Windows Community Toolkit

📖 10 min read

Table of Contents


What the Toolkit Is

WinUI 3 ships with a solid set of controls, but real applications frequently reach for patterns and components that do not exist in the base library. Settings pages need organized card layouts. Complex UIs need layout panels that wrap and dock. Animations need to trigger declaratively without code-behind ceremony. The Windows Community Toolkit fills these gaps with a collection of controls, behaviors, animations, and utilities that extend WinUI 3 without replacing it.

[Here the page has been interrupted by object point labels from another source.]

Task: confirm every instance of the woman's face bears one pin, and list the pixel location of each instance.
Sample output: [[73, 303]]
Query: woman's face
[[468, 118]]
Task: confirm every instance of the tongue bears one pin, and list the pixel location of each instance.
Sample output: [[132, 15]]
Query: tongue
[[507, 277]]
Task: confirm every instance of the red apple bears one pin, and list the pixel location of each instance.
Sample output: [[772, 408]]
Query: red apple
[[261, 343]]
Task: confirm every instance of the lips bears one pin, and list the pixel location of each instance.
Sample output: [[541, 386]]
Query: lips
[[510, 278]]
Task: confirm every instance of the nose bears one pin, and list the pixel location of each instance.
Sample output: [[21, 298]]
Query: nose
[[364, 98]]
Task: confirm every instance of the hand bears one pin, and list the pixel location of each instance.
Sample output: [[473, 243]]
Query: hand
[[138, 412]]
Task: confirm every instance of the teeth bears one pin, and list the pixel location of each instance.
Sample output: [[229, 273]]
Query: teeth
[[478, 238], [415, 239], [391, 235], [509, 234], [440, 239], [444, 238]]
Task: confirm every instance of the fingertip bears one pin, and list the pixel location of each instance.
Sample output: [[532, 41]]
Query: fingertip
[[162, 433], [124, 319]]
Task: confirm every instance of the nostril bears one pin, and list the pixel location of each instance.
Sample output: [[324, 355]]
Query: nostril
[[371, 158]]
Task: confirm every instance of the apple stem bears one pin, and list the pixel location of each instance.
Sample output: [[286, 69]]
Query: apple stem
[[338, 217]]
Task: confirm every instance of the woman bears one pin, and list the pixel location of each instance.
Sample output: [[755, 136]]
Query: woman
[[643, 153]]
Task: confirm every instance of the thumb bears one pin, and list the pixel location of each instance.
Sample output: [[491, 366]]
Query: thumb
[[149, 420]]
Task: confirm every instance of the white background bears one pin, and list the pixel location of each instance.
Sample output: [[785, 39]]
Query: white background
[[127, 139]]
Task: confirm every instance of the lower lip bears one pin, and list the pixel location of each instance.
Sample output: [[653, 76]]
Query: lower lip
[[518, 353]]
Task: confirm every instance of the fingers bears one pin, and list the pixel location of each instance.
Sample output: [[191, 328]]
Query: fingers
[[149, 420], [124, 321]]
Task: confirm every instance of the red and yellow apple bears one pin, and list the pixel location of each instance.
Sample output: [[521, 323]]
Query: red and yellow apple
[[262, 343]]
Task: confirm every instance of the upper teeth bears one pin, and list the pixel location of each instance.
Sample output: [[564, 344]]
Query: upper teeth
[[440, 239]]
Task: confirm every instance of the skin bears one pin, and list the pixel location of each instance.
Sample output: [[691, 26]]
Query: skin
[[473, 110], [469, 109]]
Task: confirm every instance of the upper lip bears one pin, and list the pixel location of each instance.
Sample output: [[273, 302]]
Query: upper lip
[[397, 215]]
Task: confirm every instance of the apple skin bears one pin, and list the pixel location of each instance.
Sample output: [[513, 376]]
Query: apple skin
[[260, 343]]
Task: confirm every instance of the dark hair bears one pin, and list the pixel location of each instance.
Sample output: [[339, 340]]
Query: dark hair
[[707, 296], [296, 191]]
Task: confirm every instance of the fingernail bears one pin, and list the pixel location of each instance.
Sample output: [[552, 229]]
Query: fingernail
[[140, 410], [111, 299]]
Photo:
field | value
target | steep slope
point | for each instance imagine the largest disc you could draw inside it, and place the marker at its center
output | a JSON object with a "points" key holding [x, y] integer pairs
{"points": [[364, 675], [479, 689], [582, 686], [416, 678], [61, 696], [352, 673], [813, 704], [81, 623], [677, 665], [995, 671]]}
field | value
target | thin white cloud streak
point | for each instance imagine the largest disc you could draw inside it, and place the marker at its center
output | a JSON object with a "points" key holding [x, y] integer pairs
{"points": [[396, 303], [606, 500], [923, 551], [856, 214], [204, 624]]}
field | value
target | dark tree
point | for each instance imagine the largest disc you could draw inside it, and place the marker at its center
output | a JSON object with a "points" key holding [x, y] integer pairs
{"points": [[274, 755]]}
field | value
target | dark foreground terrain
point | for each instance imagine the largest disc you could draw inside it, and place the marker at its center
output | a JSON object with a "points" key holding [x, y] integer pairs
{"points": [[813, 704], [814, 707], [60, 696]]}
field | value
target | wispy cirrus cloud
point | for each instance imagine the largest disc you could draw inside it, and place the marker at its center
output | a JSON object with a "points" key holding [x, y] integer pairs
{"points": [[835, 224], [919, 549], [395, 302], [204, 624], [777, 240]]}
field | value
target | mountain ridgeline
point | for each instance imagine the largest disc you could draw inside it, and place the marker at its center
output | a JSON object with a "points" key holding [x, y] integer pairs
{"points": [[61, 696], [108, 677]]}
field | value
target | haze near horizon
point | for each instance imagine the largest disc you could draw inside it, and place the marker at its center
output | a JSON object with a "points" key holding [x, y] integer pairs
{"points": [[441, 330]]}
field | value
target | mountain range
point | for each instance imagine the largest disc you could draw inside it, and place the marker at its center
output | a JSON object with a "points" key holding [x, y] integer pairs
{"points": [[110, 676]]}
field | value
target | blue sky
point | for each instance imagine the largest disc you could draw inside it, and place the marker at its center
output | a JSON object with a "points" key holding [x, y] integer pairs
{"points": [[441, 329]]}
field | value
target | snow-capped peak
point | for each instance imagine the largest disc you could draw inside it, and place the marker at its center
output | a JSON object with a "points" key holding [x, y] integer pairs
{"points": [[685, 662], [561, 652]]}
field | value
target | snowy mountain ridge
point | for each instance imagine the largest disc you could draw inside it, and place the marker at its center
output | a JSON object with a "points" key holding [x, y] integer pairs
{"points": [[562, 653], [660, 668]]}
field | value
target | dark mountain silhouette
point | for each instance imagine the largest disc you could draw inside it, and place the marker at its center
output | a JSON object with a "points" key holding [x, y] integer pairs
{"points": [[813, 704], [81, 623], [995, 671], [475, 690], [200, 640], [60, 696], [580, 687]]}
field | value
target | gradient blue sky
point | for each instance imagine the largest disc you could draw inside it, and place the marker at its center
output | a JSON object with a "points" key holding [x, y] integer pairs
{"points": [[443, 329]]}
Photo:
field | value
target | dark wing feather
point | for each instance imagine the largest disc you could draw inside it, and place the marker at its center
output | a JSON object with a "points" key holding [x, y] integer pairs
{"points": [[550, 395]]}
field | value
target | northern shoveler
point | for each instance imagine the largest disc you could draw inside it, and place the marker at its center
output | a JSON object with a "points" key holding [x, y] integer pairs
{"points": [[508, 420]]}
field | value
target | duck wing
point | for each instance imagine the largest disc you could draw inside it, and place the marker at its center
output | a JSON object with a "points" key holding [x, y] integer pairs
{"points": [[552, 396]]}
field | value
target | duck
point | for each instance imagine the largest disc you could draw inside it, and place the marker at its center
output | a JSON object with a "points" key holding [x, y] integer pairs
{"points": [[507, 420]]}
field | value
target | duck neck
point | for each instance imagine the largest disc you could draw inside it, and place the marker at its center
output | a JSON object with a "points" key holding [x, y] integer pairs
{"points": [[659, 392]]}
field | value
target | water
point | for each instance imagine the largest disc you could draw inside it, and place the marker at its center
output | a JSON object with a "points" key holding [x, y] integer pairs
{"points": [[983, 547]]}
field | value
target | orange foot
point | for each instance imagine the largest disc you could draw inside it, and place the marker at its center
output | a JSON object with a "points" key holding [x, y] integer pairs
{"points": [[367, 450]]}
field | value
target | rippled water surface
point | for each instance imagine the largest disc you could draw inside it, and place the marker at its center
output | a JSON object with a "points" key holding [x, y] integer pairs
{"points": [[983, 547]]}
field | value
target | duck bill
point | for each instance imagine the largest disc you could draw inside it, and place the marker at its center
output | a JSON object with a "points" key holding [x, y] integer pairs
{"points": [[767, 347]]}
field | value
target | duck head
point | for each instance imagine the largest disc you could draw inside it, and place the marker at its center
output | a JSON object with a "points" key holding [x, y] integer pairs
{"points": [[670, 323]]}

The toolkit is a community project maintained under the .NET Foundation with strong Microsoft involvement. Its controls follow the same design language as WinUI 3, meaning they respect your application’s theme, respond to accent color changes, and compose naturally with other WinUI controls. Nothing in the toolkit requires you to restructure your project or adopt a particular architecture; you install only what you need and ignore the rest.

The community toolkit documentation covers the full API surface, and the toolkit sample app available from the Microsoft Store demonstrates every component interactively, which makes it much easier to evaluate controls before adopting them.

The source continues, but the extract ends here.